Il cloro-soda è un nodo
cruciale
LUNGA GESTAZIONE.
Nel '90 la dichiarazione del Consiglio dei ministri
Il Piano di risanamento
ambientale è nato nel 1990 con la dichiarazione del Consiglio di ministri
di «area ad elavoto rischio ambientale del territorio costituito dai
Comuni di Augusta, Priolo, Melilli, Siracusa, Floridia e Solarino».
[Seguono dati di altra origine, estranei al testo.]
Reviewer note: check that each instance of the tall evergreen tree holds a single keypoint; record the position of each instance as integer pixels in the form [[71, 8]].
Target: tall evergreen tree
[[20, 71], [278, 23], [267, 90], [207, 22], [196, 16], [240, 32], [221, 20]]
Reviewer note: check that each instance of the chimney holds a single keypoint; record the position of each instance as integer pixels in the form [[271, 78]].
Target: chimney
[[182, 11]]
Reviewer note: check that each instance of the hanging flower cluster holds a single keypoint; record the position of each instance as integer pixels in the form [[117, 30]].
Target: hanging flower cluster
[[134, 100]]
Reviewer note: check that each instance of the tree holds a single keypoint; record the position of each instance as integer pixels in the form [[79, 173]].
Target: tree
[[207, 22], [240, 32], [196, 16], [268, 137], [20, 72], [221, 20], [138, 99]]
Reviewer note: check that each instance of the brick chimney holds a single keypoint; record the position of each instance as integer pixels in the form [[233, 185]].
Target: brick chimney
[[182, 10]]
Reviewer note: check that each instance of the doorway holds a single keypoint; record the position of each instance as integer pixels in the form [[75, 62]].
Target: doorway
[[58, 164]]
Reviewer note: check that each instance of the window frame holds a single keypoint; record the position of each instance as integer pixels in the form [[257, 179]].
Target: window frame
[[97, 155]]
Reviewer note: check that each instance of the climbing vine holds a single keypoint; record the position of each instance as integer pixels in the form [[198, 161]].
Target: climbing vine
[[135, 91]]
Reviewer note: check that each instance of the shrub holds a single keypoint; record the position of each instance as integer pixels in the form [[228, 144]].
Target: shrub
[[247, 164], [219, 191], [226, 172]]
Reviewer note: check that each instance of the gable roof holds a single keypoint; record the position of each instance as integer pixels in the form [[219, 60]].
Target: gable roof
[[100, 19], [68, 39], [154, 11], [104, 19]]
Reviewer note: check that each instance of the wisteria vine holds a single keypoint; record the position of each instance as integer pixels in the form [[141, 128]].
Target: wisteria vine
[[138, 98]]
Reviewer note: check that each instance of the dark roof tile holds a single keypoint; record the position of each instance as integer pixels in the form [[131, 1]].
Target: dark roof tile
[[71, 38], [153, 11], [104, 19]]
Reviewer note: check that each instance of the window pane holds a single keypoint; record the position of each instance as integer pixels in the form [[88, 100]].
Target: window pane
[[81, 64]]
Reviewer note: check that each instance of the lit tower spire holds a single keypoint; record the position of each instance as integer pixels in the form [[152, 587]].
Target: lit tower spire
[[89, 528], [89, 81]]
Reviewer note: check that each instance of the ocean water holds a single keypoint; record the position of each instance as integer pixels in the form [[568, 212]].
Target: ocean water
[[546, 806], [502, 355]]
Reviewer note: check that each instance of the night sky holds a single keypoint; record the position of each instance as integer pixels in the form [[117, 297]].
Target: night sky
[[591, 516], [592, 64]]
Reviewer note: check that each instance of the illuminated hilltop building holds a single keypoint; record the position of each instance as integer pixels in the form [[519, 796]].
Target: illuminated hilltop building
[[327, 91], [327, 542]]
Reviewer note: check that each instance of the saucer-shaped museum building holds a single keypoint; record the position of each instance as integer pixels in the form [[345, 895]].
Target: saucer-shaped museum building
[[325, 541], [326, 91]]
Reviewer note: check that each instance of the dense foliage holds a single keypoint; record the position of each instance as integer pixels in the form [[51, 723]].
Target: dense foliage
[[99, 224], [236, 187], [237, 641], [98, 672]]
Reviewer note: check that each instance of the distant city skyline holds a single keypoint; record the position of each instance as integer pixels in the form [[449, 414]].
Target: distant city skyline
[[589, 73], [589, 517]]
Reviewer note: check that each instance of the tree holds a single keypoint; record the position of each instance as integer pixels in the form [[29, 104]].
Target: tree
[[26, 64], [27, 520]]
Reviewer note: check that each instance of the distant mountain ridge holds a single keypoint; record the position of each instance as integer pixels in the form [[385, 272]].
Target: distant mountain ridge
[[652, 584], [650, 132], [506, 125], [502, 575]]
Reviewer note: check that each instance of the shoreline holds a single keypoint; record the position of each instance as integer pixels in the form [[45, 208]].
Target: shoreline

L'iniziativa era partita dell'attuale parlamentare dell'Udc Pippo Gianni,
quando era sindaco del Comune di Priolo. Il Piano di risanamento venne
definito nel 1995, e lo Stato assegnò alla Regione siciliana un
finanziamento di 100 miliardi di lire, che era una parte dei 470 miliardi
previsti. Nella sua globalità il progetto di risanamento del petrolchimico
di Priolo prevedeva, allora, interventi per circa 1100 miliardi di lire,
in quanto ai 470 miliardi dello Stato si dovevano aggiungere i 630
miliardi stanziati dalle aziende industriali.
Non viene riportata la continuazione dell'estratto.